Two Stony Brook alum, Brad Birnbaum and Jeremy Suriel, are paving the way in customer service technologies. The two trailblazers have sold their company, Kustomer, to Facebook for a whopping $1 billion.
As telephone calls increasingly become obsolete, businesses must answer the call to adapt. More and more customers are moving towards messaging (including Facebook’s Messenger and WhatsApp) to satisfy their communications needs. Every day, 175 million people contact businesses through WhatsApp. Here is where Kustomer comes into play.
Kustomer is a software company which flawlessly joins customer conversations from several channels into one, single-screen view.

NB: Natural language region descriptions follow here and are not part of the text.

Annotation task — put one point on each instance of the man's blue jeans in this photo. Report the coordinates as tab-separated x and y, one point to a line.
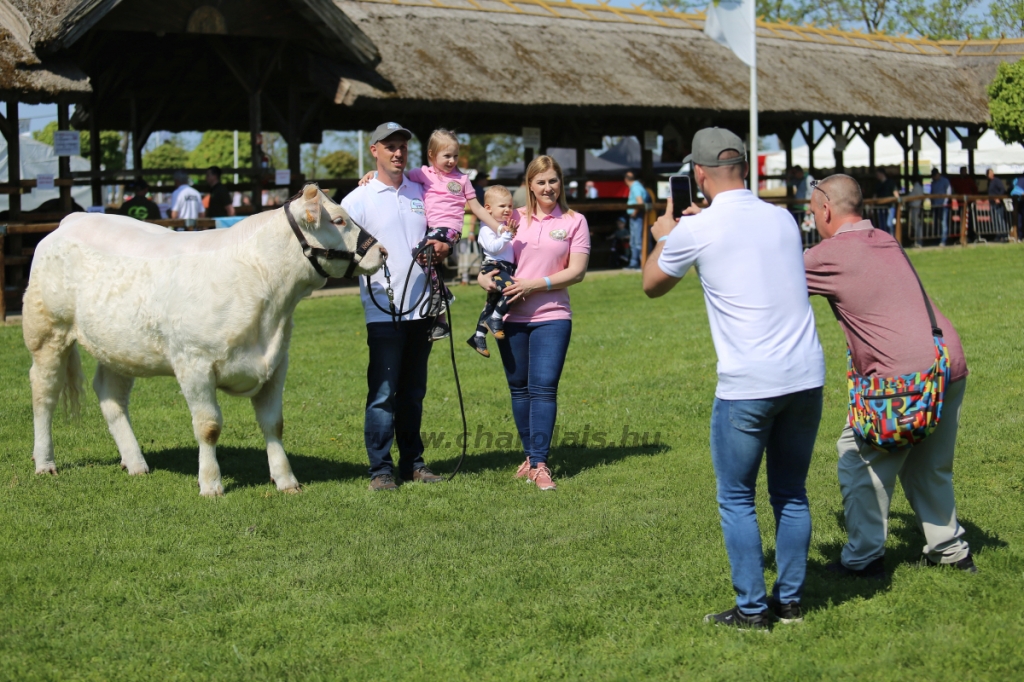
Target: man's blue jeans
396	379
532	354
740	433
636	240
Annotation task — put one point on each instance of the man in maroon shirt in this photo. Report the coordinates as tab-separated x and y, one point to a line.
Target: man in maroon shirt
871	288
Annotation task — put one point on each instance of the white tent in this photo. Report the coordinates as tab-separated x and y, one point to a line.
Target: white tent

As such, the company is paving the way towards automated customer service relations. Effectively, Kustomer produces some of the most efficient, personalized, and profitable customer relationships to date.
Kustomer’s software gives businesses a novel approach to put customers at the heart of business. Built upon modern technology, The software is embedded in state-of-the-art artificial intelligence methods including machine learning, deep learning, natural language processing, predictive analytics, and multi-dimensional neural network mappings. Such a cutting-edge approach to customer service elevates its cooperating businesses’ performance.
Eager to support its cooperating businesses with fast and available customer service, Facebook purchased Kustomer for $1 billion.Three million businesses, varying in size and purpose, actively employ Facebook as a platform to expand their markets. With Kustomer on Facebook’s platform, industry will be enlightened by the power of automated, unique messaging.
Before they revolutionized the customer service industry, Brad Birnbaum and Jeremy Suriel were just two computer science students at Stony Brook University.
Brad Birnbaum, a native of Stony Brook, is co-founder and CEO of Kustomer. Prior to college, Birnbaum was mentored by Stony Brook University faculty at Ward Melville High School. However, for the start of hiscollege career, Birnbaum attended Brandeis University. After just two years, Birnbaum departed from Brandeis and enrolled himself at Stony Brook University. For Birnbaum, the transition to Stony Brook was embraced, as the university offered him endless opportunities.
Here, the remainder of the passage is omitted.